A Soldier of the Great War was Mark Helprin’s third novel, following Refiner’s Fire (1977) and Winter’s Tale (1983). He has also published many short stories and has written for children. Many years in the writing, A Soldier of the Great War is the most ambitious of Helprin’s works. A serious author who has attained best-seller status, he claims that he is basically a teller of tales who eschews the modernist literary concerns of introspection and alienation in his characters.

Helprin’s first novel, Refiner’s Fire, also uses the flashback technique, recounting the picaresque adventures of a widely traveled Israeli soldier who has been mortally injured in the Yom Kippur War of 1973. Winter’s Tale, Helprin’s second novel, is a surrealistic fantasy that relates the lives and adventures of a number of characters, including a horse who flies, in an idealized New York City. Popular with readers, the book received mixed reviews from critics. Helprin’s father, to whom Helprin was very close and who died in 1984, suggested that he make his next work more realistic. As Helprin has noted, in contrast to the previous novel, there is “nothing that violates the laws of physics” in A Soldier of the Great War. It too became a best-seller.

All Helprin’s novels have in common the struggle against mortality. In Refiner’s Fire, Marshall Pearl, although apparently dying, exhibits the will to live as he rises from his bed. The same battle and victory is true of many of the characters in Winter’s Tale. Although many characters physically die in A Soldier of the Great War, the spiritual, through art, beauty, and love, can and will endure. At times out of step with much of modern literature, Helprin’s works are life-affirming, humanistic tales of heroic adventures.

Bibliography

Eder, Richard. “Radiance Is in the Details.” Los Angeles Times Book Review, May 5, 1991, p. 2. Praises the novel for its magical radiance, which “claps together comedy and sudden beauty . . . as a gateway not to skepticism but to wonder.” Argues that the battle scenes are less successful, however, for they are merely realistic and have been done before.
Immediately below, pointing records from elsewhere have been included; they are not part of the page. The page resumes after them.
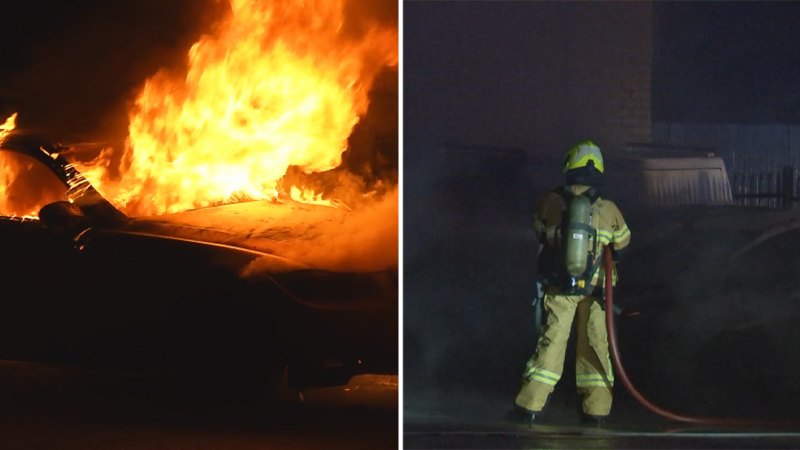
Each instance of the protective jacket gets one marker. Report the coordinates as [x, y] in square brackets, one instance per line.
[564, 304]
[548, 224]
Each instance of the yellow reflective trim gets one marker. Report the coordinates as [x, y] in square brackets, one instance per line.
[593, 384]
[594, 380]
[542, 379]
[544, 376]
[622, 233]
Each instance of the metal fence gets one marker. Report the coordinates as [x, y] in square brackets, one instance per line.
[771, 189]
[761, 159]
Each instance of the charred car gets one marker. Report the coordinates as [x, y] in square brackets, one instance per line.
[240, 289]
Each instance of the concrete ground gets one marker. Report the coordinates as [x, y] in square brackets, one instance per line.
[62, 407]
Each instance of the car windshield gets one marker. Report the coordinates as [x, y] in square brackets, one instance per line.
[26, 185]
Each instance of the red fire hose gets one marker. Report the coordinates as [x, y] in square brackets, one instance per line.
[622, 375]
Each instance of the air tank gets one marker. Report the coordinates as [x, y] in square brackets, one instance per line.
[578, 232]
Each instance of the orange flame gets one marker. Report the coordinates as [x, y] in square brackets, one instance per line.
[25, 184]
[9, 124]
[280, 84]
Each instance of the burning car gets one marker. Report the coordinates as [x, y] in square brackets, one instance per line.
[247, 289]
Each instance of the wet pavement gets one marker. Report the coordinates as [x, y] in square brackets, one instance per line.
[64, 407]
[469, 420]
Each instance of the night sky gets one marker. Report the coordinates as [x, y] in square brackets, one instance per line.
[730, 62]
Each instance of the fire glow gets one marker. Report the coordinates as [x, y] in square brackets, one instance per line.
[279, 85]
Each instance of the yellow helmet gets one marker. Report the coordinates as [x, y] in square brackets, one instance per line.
[581, 154]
Edwards, Thomas R. “Adventurers.” The New York Review of Books 38 (August 15, 1991): 43-44. Suggests that Helprin’s novel may be part of a new literary trend, reacting against certain current expectations in art and life. States that the work exhibits a disillusionment with secular explanations but at times becomes portentous and abstract.
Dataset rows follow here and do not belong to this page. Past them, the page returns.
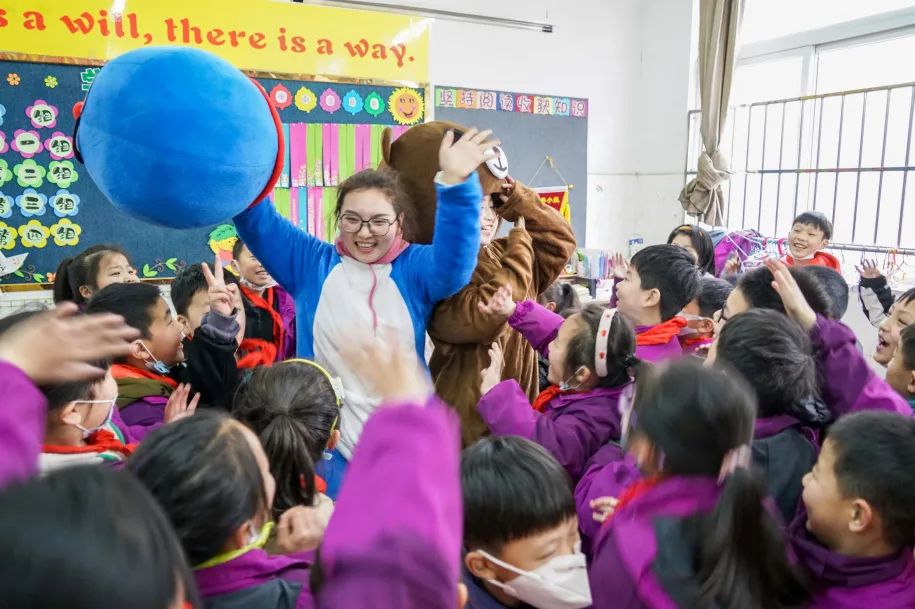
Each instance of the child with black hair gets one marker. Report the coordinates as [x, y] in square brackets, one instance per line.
[521, 537]
[774, 355]
[80, 428]
[754, 290]
[48, 348]
[151, 378]
[689, 432]
[835, 287]
[208, 307]
[900, 373]
[699, 314]
[89, 537]
[81, 276]
[211, 477]
[269, 332]
[560, 298]
[698, 243]
[294, 408]
[810, 235]
[660, 280]
[591, 362]
[902, 315]
[857, 531]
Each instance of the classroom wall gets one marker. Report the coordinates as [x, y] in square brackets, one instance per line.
[630, 58]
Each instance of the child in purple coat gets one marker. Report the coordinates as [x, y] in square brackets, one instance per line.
[520, 531]
[695, 532]
[857, 531]
[659, 282]
[212, 479]
[591, 359]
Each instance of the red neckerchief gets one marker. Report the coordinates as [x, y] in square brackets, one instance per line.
[99, 442]
[695, 340]
[249, 346]
[320, 483]
[546, 396]
[661, 333]
[123, 371]
[631, 492]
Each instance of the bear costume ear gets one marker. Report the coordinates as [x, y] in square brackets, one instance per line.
[414, 157]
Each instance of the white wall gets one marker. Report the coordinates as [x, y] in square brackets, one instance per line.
[630, 58]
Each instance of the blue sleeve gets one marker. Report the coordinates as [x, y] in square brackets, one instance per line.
[290, 255]
[445, 267]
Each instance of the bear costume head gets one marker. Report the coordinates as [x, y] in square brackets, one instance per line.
[414, 157]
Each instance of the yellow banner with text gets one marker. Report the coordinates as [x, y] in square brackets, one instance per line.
[261, 35]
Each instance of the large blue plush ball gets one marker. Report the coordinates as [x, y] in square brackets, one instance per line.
[177, 137]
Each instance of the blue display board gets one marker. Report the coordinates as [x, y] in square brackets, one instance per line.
[50, 208]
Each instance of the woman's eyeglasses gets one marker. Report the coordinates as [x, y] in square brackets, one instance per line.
[379, 226]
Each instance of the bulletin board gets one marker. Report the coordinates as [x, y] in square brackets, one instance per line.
[337, 76]
[50, 208]
[545, 137]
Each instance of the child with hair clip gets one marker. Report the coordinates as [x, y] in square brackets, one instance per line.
[89, 537]
[78, 278]
[900, 374]
[695, 532]
[48, 348]
[211, 477]
[294, 408]
[591, 361]
[856, 532]
[269, 313]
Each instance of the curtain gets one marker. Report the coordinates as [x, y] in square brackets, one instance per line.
[719, 22]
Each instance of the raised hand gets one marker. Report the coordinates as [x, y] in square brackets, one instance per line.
[620, 266]
[795, 303]
[388, 369]
[868, 269]
[56, 346]
[492, 375]
[459, 159]
[222, 297]
[301, 528]
[604, 507]
[178, 407]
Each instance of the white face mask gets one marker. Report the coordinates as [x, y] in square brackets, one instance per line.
[561, 583]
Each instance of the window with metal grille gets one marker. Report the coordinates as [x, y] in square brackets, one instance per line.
[826, 127]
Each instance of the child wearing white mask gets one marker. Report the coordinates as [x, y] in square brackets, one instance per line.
[521, 540]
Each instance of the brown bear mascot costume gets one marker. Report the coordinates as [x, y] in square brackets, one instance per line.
[529, 259]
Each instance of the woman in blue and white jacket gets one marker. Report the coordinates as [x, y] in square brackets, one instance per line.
[372, 282]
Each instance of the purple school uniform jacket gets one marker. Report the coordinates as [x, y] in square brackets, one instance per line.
[607, 474]
[847, 382]
[627, 555]
[257, 580]
[846, 582]
[395, 537]
[22, 421]
[573, 426]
Keneally, Thomas. “Of War and Memory.” The New York Times Book Review, May 5, 1991, p. 1. Keneally admires Helprin for asking the big questions and notes that the author’s answers are sometimes banal but often illuminating. Keneally suggests that Anton Chekhov would have hated Helprin’s work, but he points out that Chekhov disliked Fyodor Dostoevski’s concern with God’s mysteries.

Linville, James. “The Art of Fiction.” The Paris Review 35 (Spring, 1993): 160-199. A revealing interview that examines Helprin’s obsession with privacy, his reactions to criticisms of his work, the influence his military career has had on his writing, and his desire to convey beauty through his work.

Solotaroff, Ted. “A Soldier’s Tale.” The Nation 252 (June 10, 1991): 776-781. Noting that the tension in the novel is between the glory of war and its horror, Solotaroff finds Helprin’s account more lyrical than dramatic. For Helprin to be a great novelist, Solotaroff argues, he must become less facile.

Steinberg, Sybil. “A Soldier of the Great War.” Publishers Weekly 238 (March 8, 1991): 68. A brief but complimentary review that praises Helprin’s ability to “create vivid settings; magnificent landscapes teeming with activity and colored by extremes of weather, illuminated with the clarity of a classical painting.”

Wade, Alan. “The Exquisite Lightness of Helprin.” The New Leader 74 (August 12, 1991): 19-20. Calling the work a marvelous fairy tale for adults, Wade claims that Helprin is the “most gifted American novelist of his generation.” His gift, Wade says, is in creating great adventures, not complex characters or literary realism.